Shaun Bailey

Personal information
- Full name: Shaun Peter Bailey
- Born: 19 February 1990 (age 36) Norwich, Norfolk, England
- Nickname: Bud
- Batting: Right-handed
- Bowling: Right-arm fast-medium
- Role: Bowler

Domestic team information
- 2007–2009: Norfolk
- 2008: Northamptonshire (squad no. 28)

Career statistics
| Competition | First-class |
| Matches | 1 |
| Runs scored | 18 |
| Batting average | 9 |
| 100s/50s | 0/0 |
| Top score | 15 |
| Balls bowled | 156 |
| Wickets | 3 |
| Bowling average | 42.33 |
| 5 wickets in innings | 0 |
| 10 wickets in match | 0 |
| Best bowling | 2/119 |
| Catches/stumpings | 1/- |
- Source: CricInfo, 20 May 2022

= Shaun Bailey (cricketer) =

English cricketer

Shaun Peter Bailey (born 19 February 1990) is an English cricketer. He is a right-handed batsman and a right-arm medium-fast bowler who played for Northamptonshire.

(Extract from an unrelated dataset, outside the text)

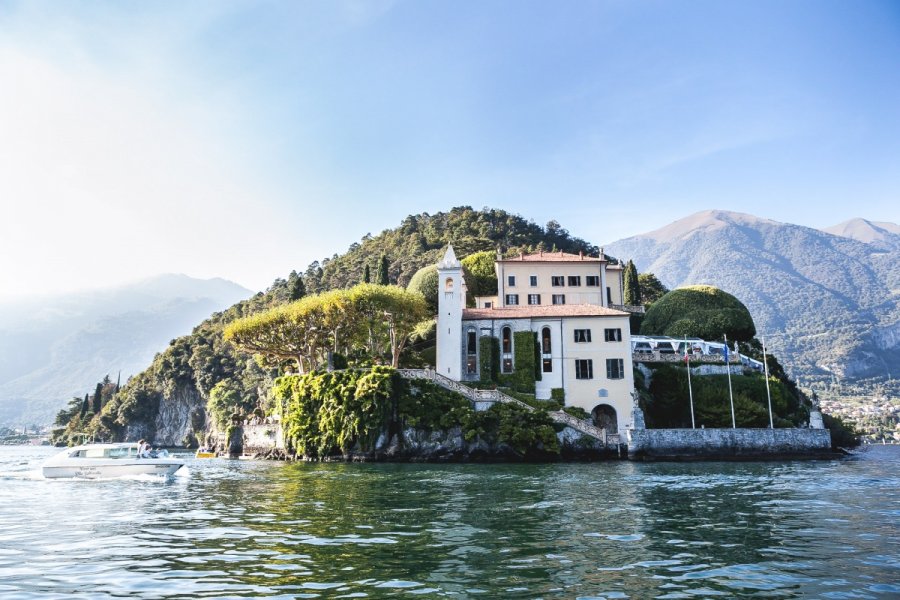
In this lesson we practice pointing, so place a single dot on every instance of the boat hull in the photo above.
(103, 470)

Bailey was born at Norwich and made his cricketing debut in the East Anglian Premier Cricket League for Swardeston at the age of thirteen. He was educated at Hockham School and Wayland Community High School, first played for Northamptonshire's Second XI in the 2005 Second XI Championship. Following an appearance in the 2007 MCCA Trophy, Bailey made his only first-class appearance in 2008. After failing to break into the first team, he left Northamptonshire at the end of the 2009 season.